Zwar habe das Chemiewerk, das etwa 250 Mitarbeiter hat, schon eine Kooperation mit der Köstritzer Regelschule. Doch wollte Damrath sich noch eine aktivere Partnerschule suchen. Zudem habe die IGS eine gymnasiale Oberstufe und sei der Geraer Einzugsraum größer. Nach den ersten Gesprächen stand für Damrath fest: "Das passt." Auch Vize-Elternsprecher Kai Schulze sprach von einem sehr guten Projekt. Die Eltern hatten sich selbst zuvor nach Betrieben erkundigt. Doch das ist erst einmal zurückgestellt, auch weil weder Chemiewerk noch IGS weitere Patenschaften anstreben. Schulleiter Meier verspricht sich von der Kooperation zudem, dass das teils "dürftige Wissen" von Schülern, aber auch Lehrern oder Eltern zum Berufsleben erweitert werde.

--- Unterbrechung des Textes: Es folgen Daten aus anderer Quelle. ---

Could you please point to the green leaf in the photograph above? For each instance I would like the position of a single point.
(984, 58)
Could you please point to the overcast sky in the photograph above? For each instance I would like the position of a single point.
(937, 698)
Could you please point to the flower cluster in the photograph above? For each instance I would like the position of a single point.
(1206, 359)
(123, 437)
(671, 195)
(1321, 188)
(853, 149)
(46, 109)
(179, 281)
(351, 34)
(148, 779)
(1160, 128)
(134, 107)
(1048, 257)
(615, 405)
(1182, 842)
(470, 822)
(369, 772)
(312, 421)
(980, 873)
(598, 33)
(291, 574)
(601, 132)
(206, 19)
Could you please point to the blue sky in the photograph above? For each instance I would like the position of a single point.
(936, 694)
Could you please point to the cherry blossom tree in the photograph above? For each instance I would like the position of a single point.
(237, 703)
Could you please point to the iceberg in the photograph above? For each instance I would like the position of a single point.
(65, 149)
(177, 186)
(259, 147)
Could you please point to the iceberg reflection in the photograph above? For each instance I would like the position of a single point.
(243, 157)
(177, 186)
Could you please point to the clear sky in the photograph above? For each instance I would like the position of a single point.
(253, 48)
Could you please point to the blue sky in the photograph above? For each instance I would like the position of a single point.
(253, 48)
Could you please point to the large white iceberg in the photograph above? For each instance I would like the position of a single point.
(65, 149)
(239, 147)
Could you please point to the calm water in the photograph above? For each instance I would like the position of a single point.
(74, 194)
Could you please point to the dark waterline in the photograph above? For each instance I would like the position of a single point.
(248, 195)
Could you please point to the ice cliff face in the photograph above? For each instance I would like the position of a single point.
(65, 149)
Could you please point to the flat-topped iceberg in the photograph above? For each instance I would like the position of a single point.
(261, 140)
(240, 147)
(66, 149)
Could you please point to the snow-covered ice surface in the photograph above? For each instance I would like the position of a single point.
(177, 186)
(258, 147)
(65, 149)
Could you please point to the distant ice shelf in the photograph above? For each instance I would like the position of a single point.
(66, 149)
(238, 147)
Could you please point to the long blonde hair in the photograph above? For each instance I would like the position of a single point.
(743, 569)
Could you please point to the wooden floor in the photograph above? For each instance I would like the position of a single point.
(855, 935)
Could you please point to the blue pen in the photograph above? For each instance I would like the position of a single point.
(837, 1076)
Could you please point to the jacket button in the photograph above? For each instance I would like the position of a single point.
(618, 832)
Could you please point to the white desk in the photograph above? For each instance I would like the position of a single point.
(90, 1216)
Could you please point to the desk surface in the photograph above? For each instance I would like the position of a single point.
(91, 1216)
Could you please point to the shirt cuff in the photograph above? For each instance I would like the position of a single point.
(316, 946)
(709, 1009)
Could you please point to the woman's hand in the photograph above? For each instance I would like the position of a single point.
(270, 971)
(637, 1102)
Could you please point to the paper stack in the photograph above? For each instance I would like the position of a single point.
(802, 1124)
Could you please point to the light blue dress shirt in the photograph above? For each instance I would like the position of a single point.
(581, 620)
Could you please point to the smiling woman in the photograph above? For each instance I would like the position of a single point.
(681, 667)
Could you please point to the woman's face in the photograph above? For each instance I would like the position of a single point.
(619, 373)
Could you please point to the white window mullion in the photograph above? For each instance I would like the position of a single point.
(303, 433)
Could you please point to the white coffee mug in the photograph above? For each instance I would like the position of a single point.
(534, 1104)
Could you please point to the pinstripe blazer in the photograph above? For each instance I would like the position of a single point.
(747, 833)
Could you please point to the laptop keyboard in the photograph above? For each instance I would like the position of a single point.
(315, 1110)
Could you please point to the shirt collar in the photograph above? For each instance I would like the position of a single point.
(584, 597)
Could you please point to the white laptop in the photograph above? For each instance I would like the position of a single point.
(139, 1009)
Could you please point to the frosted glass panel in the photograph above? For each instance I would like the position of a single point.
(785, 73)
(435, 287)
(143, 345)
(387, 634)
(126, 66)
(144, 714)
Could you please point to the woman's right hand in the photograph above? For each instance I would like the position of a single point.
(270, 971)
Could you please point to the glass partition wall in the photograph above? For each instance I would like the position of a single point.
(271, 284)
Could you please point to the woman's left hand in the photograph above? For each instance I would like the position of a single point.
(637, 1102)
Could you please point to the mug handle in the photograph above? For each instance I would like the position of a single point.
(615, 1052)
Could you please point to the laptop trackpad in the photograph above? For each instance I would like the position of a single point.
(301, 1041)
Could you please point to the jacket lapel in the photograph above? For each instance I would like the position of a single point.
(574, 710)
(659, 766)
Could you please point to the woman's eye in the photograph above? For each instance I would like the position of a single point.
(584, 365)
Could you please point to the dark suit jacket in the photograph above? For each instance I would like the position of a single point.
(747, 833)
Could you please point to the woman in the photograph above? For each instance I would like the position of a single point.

Beim Chemiewerk mit derzeit 17 Auszubildenden drehte sich die Bewerberlage in zwei Jahren: Habe es im Vorjahr noch um die 50 aussagekräftige Bewerbungen gegeben, seien es für dieses Jahr bisher 25. "Und das bei einem verfünffachten Aufwand von uns. Aber bald gehen viele Mitarbeiter in den Ruhestand", sagte Personalreferent Ingolf Pauli. Dazu kamen die Bewerbungen vor allem aus Sachsen-Anhalt. Geraer Bewerber fehlen dagegen weitgehend.